An “anti-Catholic storm” is looming in the United States, Deal Hudson has claimed, because of the Church’s stance against “postmodern ideologies” and because well-funded Catholic supporters of President Obama provide cover for Catholic politicians who dissent from Catholic teaching.

Hudson, who has served as an advisor to Republican leaders on Catholic issues, wrote at InsideCatholic.com that a “relentless barrage” of reporting in the mainstream media is intended to force changes demanded by dissenting Catholic groups.

Revelations of clerical sexual abuse in Europe have provided “Catholic bashers” the opportunity to attack Church teachings about abortion and same-sex “marriage,” he added. A call to arrest Pope Benedict XVI in the United Kingdom should have been regarded as “a crank call” but has led to speculation about whether the papal trip to Britain should be canceled.

While Iraqi Christians are being expelled from their homelands, this only receives “occasional mention” in the New York Times, whose reporters “dig through Vatican documents” hoping to link the Pope with clerical sexual abuse, Hudson objected.

“The use of courts and commissions to harass and threaten Catholics and other Christians has already been auditioned in Canada. And the expansion of hate-speech laws signed by President Barack Obama last October sets the stage for similar tussles here when a minister, priest, or voluble layperson too heatedly denounces homosexual sex.”

While the Church is not the only institution insisting on universal moral standards, it is the largest and therefore stands in the way of “postmodern ideologies achieving complete dominance in the West.”

Those who hold the “postmodern” belief that all truth is power “don't hesitate to use the power of the media, government, and the courts to attack any institution thwarting their influence.”

According to Hudson, political donors have combined resources with labor unions, which once had a “vital” relationship with the Church, to support “faux Catholic groups that provide cover for politicians who don’t vote Catholic.” He suggested that it is these groups’ fault that the majority of candidates who oppose abortion and same-sex marriage are Republican.

“The coming anti-Catholic storm will be linked, sadly, to the reelection campaign of President Barack Obama,” he predicted.
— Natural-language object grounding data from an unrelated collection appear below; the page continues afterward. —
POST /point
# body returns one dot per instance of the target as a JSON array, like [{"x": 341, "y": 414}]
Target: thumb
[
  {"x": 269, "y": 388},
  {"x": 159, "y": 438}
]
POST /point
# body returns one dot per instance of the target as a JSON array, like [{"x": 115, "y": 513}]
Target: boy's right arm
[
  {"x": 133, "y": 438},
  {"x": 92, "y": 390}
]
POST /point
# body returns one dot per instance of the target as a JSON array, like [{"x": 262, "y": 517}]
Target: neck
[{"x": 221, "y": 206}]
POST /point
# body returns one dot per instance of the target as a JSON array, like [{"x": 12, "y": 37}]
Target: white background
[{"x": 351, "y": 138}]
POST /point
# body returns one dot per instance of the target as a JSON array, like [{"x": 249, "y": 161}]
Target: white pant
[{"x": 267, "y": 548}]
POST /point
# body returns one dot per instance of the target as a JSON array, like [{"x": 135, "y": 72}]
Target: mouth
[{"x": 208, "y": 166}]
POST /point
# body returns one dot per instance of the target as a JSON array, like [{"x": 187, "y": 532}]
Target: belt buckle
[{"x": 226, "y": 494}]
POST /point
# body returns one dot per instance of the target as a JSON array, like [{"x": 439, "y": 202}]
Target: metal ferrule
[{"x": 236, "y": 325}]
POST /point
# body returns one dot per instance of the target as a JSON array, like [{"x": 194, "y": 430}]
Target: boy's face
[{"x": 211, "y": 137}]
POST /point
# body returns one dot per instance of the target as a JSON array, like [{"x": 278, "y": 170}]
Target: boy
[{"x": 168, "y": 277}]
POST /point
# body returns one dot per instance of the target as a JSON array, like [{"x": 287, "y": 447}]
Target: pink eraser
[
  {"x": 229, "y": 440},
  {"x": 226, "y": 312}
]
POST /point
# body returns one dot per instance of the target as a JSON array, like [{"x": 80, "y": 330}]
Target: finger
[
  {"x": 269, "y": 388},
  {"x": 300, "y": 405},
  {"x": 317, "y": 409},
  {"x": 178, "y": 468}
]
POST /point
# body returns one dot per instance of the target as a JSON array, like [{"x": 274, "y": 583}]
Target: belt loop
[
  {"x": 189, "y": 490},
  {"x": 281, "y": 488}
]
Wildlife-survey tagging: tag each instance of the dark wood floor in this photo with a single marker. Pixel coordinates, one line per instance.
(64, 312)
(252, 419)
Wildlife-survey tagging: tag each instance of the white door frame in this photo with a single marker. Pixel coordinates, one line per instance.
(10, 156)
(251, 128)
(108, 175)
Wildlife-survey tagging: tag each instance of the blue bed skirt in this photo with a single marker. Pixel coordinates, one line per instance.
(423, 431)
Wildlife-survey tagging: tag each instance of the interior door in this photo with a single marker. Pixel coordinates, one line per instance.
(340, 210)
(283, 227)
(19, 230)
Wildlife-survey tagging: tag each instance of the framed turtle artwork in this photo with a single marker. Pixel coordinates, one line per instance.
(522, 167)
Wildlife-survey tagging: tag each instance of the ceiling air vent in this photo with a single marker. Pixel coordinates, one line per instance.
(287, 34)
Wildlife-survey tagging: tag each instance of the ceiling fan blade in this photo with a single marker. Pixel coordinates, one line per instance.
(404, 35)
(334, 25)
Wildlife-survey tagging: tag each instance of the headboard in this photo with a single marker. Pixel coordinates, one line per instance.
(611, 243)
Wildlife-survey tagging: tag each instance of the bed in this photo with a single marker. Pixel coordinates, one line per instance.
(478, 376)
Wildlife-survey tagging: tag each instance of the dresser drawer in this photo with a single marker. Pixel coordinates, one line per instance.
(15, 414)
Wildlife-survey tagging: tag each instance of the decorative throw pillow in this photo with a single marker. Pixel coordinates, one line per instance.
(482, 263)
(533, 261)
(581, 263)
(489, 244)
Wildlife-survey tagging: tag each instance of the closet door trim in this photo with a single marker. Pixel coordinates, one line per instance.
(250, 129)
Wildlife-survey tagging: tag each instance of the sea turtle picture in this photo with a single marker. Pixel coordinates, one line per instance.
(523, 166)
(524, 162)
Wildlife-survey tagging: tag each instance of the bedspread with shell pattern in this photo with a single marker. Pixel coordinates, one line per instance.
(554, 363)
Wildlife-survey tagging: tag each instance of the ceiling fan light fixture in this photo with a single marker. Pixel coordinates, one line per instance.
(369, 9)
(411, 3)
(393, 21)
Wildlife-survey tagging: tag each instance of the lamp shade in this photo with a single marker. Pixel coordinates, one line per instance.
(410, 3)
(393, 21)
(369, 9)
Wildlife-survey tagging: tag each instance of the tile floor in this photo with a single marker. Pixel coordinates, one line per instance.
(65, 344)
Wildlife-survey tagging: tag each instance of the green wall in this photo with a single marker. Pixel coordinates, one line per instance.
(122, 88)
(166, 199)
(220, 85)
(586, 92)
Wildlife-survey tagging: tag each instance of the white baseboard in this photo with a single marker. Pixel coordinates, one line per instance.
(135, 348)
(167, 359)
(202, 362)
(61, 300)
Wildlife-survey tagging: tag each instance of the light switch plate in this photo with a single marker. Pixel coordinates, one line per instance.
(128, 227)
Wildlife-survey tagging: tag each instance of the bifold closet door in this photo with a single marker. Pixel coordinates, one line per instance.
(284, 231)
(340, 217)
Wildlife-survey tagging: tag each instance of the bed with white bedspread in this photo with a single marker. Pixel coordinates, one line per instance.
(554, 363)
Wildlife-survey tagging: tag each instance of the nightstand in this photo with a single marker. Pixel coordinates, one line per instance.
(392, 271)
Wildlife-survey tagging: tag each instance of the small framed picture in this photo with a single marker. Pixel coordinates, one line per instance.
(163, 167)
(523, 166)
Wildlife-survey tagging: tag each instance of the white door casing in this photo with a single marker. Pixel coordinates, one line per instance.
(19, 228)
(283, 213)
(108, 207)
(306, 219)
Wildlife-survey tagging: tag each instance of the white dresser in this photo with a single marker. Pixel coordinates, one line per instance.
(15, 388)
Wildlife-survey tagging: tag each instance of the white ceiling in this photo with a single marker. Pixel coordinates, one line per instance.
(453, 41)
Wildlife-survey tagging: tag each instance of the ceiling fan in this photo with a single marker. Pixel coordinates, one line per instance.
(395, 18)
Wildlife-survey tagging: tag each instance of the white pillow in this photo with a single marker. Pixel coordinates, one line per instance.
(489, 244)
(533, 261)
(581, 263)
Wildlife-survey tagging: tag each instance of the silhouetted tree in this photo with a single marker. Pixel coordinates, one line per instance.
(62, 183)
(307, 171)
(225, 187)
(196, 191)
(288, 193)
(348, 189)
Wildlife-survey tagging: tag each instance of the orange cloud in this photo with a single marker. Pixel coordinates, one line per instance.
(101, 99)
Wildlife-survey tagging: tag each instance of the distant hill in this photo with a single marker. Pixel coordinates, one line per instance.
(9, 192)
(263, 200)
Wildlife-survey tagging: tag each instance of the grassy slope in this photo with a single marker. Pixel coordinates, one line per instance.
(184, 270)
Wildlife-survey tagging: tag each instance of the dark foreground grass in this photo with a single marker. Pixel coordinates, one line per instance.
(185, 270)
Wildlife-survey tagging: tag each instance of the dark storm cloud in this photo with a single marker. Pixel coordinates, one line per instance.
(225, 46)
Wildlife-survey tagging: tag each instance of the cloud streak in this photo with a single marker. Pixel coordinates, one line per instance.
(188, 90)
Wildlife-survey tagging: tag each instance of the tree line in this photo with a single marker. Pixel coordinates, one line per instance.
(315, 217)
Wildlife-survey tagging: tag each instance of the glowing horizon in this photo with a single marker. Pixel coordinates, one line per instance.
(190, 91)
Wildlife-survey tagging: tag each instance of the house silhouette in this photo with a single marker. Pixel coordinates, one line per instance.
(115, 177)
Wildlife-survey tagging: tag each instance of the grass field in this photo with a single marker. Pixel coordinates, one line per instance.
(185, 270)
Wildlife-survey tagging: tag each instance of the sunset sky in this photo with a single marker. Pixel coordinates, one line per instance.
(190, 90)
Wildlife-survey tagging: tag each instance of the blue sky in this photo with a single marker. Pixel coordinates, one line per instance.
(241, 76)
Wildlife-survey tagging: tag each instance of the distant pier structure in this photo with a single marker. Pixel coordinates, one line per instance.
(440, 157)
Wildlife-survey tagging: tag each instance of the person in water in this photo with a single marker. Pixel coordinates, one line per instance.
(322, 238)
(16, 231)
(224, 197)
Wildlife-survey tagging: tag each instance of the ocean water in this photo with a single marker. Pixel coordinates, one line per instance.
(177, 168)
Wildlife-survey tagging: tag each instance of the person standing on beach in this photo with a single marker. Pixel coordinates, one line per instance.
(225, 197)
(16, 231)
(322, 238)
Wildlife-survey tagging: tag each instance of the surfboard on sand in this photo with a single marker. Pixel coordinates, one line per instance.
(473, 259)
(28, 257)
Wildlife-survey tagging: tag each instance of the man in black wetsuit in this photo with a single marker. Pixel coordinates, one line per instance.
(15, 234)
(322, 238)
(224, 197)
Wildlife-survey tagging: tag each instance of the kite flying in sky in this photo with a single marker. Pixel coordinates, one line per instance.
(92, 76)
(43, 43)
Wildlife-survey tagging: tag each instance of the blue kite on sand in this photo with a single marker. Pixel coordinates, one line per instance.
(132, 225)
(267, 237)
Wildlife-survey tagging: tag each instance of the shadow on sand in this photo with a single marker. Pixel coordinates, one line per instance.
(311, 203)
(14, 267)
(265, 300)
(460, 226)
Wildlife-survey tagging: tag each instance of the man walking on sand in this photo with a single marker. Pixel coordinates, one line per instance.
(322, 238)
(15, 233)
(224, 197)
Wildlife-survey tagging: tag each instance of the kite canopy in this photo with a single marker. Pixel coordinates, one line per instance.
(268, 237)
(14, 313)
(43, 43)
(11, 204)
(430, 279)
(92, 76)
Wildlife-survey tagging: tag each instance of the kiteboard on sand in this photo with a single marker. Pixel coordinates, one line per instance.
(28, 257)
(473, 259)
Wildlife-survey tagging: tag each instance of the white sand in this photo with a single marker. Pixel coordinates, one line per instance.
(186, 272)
Though the president is out of favor at the moment, his supporters will “quickly recover” enthusiasm in the face of a Republican opponent.

“There will be a furious and well-funded effort by Catholic Obama supporters to keep Obama in office. By 2010, the storm will be felt throughout the Church, and those who blithely claim that the Church and politics are not connected will be as helpless as a fallen leaf caught in a tornado,” Hudson’s commentary concluded.